AMD's Final Phenom II Comes up Short

From DailyTech: Even as Advanced Micro Devices Inc. (AMD) finally starts to look competitive with its low-end Fusion CPU+GPU systems-on-chips (SOCs), it still has no real answer in the high performance end.

This week it released what will likely be the final member of the Phenom II family (45 nm), the high-end counterpart to AMD's budget Athlon II line. Both lines will begin a slow phase-out by June, being replaced with the chips bearing AMD's new architecture -- Bulldozer (32 nm).

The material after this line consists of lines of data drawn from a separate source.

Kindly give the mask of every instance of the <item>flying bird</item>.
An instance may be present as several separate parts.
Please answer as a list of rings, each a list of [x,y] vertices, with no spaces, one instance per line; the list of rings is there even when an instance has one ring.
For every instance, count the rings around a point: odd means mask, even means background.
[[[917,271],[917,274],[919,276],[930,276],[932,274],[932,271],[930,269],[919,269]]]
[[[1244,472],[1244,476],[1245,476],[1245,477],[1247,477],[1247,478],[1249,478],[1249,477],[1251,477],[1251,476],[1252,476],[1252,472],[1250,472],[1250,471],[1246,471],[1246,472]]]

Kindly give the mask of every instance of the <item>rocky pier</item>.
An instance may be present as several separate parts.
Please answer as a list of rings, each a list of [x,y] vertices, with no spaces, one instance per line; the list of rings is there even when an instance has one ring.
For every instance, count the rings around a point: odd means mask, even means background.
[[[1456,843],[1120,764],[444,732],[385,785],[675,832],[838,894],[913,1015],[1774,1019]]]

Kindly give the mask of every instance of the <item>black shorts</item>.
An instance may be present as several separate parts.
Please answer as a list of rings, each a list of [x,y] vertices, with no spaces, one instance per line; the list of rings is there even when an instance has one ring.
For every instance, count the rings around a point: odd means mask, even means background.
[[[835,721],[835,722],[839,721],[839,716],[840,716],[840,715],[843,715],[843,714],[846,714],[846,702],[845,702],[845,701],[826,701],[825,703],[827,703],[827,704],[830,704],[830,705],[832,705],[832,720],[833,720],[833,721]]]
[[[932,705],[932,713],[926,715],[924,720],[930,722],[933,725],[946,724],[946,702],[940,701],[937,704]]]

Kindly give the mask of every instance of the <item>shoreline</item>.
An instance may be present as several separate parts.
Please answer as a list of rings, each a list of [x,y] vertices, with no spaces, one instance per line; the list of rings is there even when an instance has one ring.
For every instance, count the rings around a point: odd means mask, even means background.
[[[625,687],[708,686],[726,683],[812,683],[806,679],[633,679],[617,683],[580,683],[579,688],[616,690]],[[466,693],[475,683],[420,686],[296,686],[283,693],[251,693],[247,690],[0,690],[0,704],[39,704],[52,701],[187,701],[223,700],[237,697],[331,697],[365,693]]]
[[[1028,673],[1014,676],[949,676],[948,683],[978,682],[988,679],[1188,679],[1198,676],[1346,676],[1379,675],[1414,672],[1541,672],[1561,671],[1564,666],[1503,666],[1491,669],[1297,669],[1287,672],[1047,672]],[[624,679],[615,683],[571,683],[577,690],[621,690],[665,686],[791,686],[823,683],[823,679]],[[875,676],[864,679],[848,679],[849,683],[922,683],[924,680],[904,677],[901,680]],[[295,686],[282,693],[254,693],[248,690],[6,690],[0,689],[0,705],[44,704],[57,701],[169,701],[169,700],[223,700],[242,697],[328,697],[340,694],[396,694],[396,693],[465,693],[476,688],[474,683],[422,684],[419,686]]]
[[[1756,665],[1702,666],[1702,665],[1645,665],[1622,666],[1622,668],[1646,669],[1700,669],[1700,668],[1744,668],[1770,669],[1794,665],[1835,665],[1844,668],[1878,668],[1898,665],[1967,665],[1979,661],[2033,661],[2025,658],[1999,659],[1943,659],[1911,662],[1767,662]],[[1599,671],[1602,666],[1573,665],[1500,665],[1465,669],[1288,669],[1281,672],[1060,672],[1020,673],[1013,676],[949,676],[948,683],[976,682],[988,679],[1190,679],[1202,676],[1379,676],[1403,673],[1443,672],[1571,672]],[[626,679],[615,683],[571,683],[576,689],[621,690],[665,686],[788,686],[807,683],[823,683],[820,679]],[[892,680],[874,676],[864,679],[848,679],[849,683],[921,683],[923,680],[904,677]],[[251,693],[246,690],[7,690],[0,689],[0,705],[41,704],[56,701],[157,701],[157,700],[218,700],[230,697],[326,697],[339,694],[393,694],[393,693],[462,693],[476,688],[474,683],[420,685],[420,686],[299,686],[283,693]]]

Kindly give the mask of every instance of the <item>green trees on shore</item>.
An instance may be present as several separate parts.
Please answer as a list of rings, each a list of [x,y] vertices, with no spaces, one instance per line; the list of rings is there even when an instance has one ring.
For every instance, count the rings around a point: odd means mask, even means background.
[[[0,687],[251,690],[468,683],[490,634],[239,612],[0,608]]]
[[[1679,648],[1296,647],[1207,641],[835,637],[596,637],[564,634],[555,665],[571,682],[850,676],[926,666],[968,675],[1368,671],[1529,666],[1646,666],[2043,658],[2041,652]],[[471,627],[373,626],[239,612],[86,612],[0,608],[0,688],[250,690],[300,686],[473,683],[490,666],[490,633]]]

The new chip is dubbed the AMD Phenom II X4-980 Black Edition.

Its four cores are clocked at 3.7 GHz, though the memory controller, HyperTransport controller, and L3 cache run at just 2 GHz, without any type of special overclocking. The chip fits neatly into AM3 socket boards and will be compatible with future AM3+ boards.

Performance-wise, the chip gets beat in numeric benchmarks (e.g. SiSoft Sandra 2011b) by its more expensive AMD hexacore brethren, the X6-1090T and X6-1100T.

It also gets blown away by Intel Corp.'s (INTC) lowest end Nehalem (45 nm) i7 processor, the Core i7-860. Let that sink in for a minute -- Intel's slowest quad-core i7 processor, released in September 2009, can still beat AMD's fastest quad-core processor, released in May 2011.